Symplectic symmetry approach to clustering in atomic nuclei: The case of $^{24}$Mg

TL;DR

This paper advances the symplectic symmetry approach to nuclear clustering, applying it to $^{24}$Mg to accurately describe its rotational bands and transition probabilities without effective charges.

Contribution

It refines the SSAC method and demonstrates its effectiveness in modeling low-energy rotational bands in $^{24}$Mg using an algebraic Hamiltonian.

Findings

Accurately describes excitation energies of $^{24}$Mg rotational bands.

Reproduces $B(E2)$ transition probabilities without effective charges.

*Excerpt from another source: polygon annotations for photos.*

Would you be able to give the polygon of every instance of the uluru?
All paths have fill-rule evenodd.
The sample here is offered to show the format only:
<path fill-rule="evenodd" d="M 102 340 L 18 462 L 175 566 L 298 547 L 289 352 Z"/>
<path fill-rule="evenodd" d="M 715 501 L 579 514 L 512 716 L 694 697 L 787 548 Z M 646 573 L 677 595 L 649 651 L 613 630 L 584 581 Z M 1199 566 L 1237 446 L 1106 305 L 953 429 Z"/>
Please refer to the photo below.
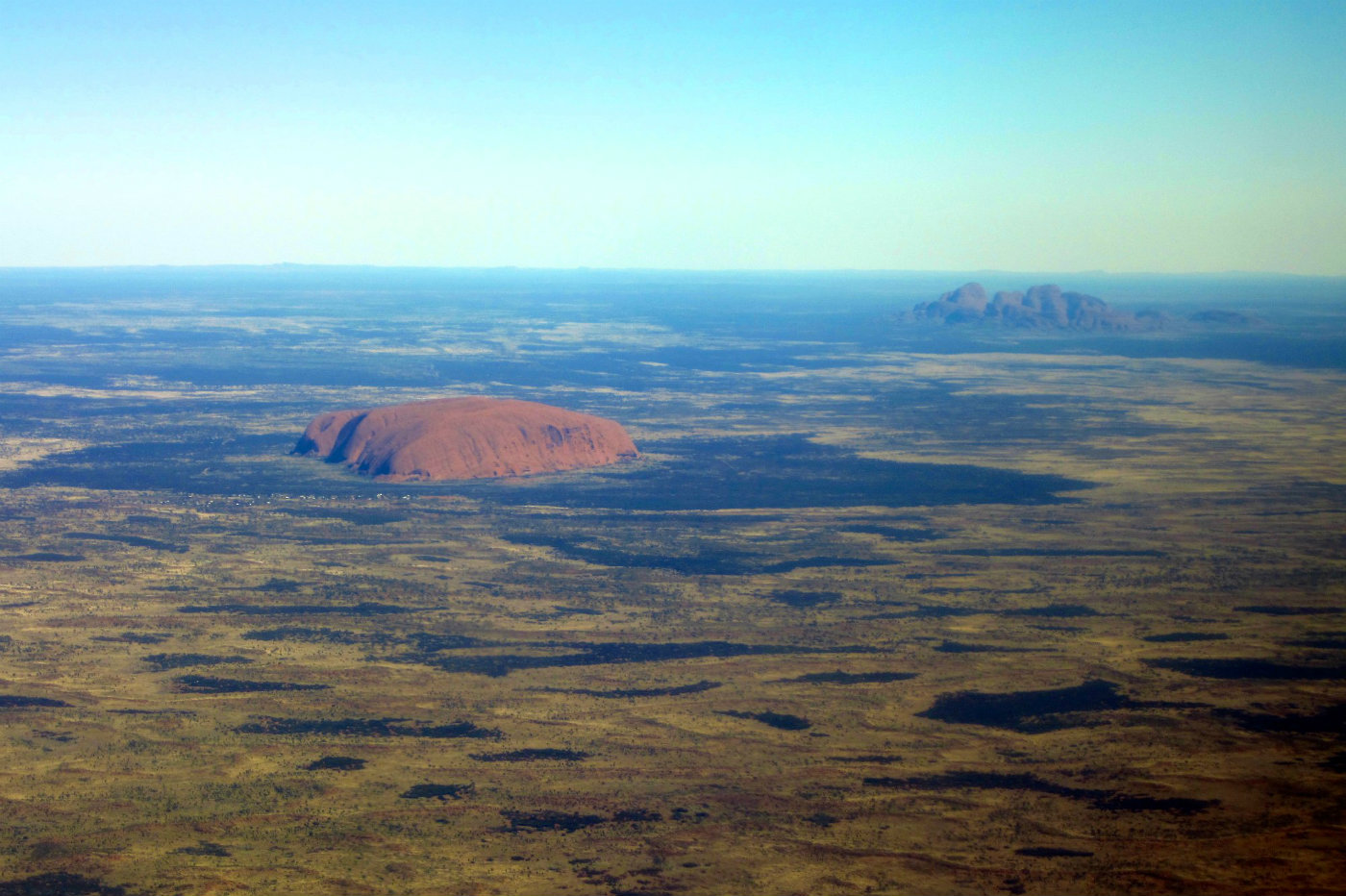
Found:
<path fill-rule="evenodd" d="M 481 396 L 330 410 L 314 417 L 292 453 L 382 482 L 530 476 L 639 455 L 612 420 Z"/>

Validates the symplectic symmetry approach for nuclear clustering studies.

Abstract

Symplectic symmetry approach to clustering (SSAC) in atomic nuclei, recently proposed, is modified and further developed in more detail. It is firstly applied to the light two-cluster $^{20}$Ne + $\alpha$ system of $^{24}$Mg, the latter exhibiting well developed low-energy $K^{\pi} = 0^{+}_{1}$, $K^{\pi} = 2^{+}_{1}$ and $K^{\pi} = 0^{-}_{1}$ rotational bands in its spectrum. A simple algebraic Hamiltonian, consisting of dynamical symmetry, residual and vertical mixing parts is used to describe these three lowest rotational bands of positive and negative parity in $^{24}$Mg. A good description of the excitation energies is obtain by considering only the $SU(3)$ cluster states restricted to the stretched many-particle Hilbert subspace, built on the leading Pauli allowed $SU(3)$ multiplet for the positive- and negative-parity states, respectively. The coupling to the higher cluster-model configurations allows to describe the known low-lying experimentally observed $B(E2)$ transition probabilities within and between the cluster states of the three bands under consideration without the use of an effective charge.